The overhead remains. The usage never materialises.

The Alternative Nobody Considers

Static sites exist.

Hand-coded websites. Bespoke solutions. Managed platforms. Headless CMS when you actually need content management.

These options get dismissed immediately. "But how do I edit it myself?"

Wrong question.

Right question: "Is my time best spent editing my website?"

You run a business. You have projects to find. Clients to serve. Revenue to generate.

Your website is a marketing tool. A carefully crafted business asset. Not a hobby project you tinker with when you're bored.

The businesses that succeed treat their websites strategically. They bring in expertise. They delegate execution. They focus their time on activities that actually generate revenue.

The Question That Changes Everything

Before you default to WordPress, ask yourself one question.

How often will you actually update your content?

Not how often you think you should. Not how often you imagine you might. How often will you actually do it?
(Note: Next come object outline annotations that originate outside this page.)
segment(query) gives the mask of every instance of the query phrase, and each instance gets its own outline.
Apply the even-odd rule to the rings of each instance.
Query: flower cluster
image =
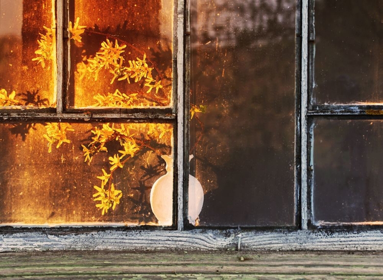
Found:
[[[139,99],[137,97],[138,94],[138,93],[131,93],[128,95],[126,93],[122,93],[118,89],[116,89],[113,93],[108,92],[105,95],[98,93],[93,97],[97,101],[97,103],[93,104],[93,106],[131,108],[134,106],[150,105],[149,101]],[[145,103],[143,103],[143,101]]]
[[[47,122],[45,126],[46,134],[43,135],[48,140],[48,152],[52,151],[52,145],[58,142],[56,146],[58,149],[63,143],[70,143],[70,140],[66,138],[66,133],[75,131],[72,126],[65,122]]]
[[[37,57],[32,59],[33,61],[37,61],[37,64],[41,63],[41,67],[44,68],[45,66],[45,61],[53,60],[53,30],[51,28],[48,28],[45,26],[43,27],[45,30],[45,34],[40,34],[40,40],[37,40],[39,44],[39,47],[35,52],[35,54],[37,55]]]
[[[104,180],[103,180],[103,182]],[[98,192],[93,195],[93,197],[95,197],[93,200],[100,201],[99,203],[96,204],[96,207],[102,210],[101,214],[104,215],[108,212],[108,210],[111,207],[112,209],[114,210],[116,205],[119,203],[119,199],[122,197],[123,194],[121,190],[115,189],[114,184],[113,183],[111,184],[110,188],[108,190],[105,190],[104,188],[105,185],[102,184],[101,188],[97,186],[93,187]]]
[[[111,66],[116,67],[119,65],[117,62],[119,60],[122,64],[124,59],[121,56],[121,54],[125,52],[123,49],[126,47],[126,45],[118,45],[117,40],[115,40],[114,46],[113,42],[111,42],[108,39],[106,39],[106,41],[101,43],[101,48],[96,53],[95,56],[87,60],[88,66],[86,69],[90,73],[94,73],[94,81],[97,80],[99,72],[102,69],[109,69]]]
[[[9,95],[4,88],[0,89],[0,107],[20,105],[20,103],[15,99],[16,92],[13,91]]]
If the answer is "a few times a year," you don't need a CMS.

If the answer is "I'm not sure," you don't need a CMS.

If the answer is "well, I want the option," you're paying for flexibility you won't use.

The overhead is real. The maintenance is real. The security risks are real. The performance tax is real.

The usage? That's theoretical.

You're building infrastructure for a publishing frequency that doesn't exist. You're accepting complexity for convenience you won't use. You're choosing familiarity over fit.

The tool doesn't care whether you use it. It just sits there. Demanding updates. Creating vulnerabilities. Slowing your site down. Costing you money.

WordPress isn't evil. It's just misapplied.

Simple doesn't sell. Familiar sells. Control sells. The illusion of empowerment sells.

The actual results? That's your problem.

What This Means for You

You have options.

You can keep using WordPress because everyone else does. Accept the overhead. Pay for the maintenance. Hope nothing breaks.

Or you can question the default.

Look at your actual needs. Your real update frequency. Your genuine technical capacity. Your honest availability of time.

Match the tool to the job. Not the job to the tool everyone else uses.

The businesses that win aren't the ones with the most powerful CMS. They're the ones who allocated their resources strategically. Who focused their time on revenue generation. Who brought in expertise instead of buying tools.

That might mean WordPress. Probably it doesn't.

The question isn't what everyone else uses. The question is what actually serves your business.

Most people never ask that question. They just default to WordPress and live with the consequences.

You can do better.

Before committing to a platform: get your requirements properly assessed. An experienced web designer will prescribe the right tool — like a doctor who listens before writing a prescription.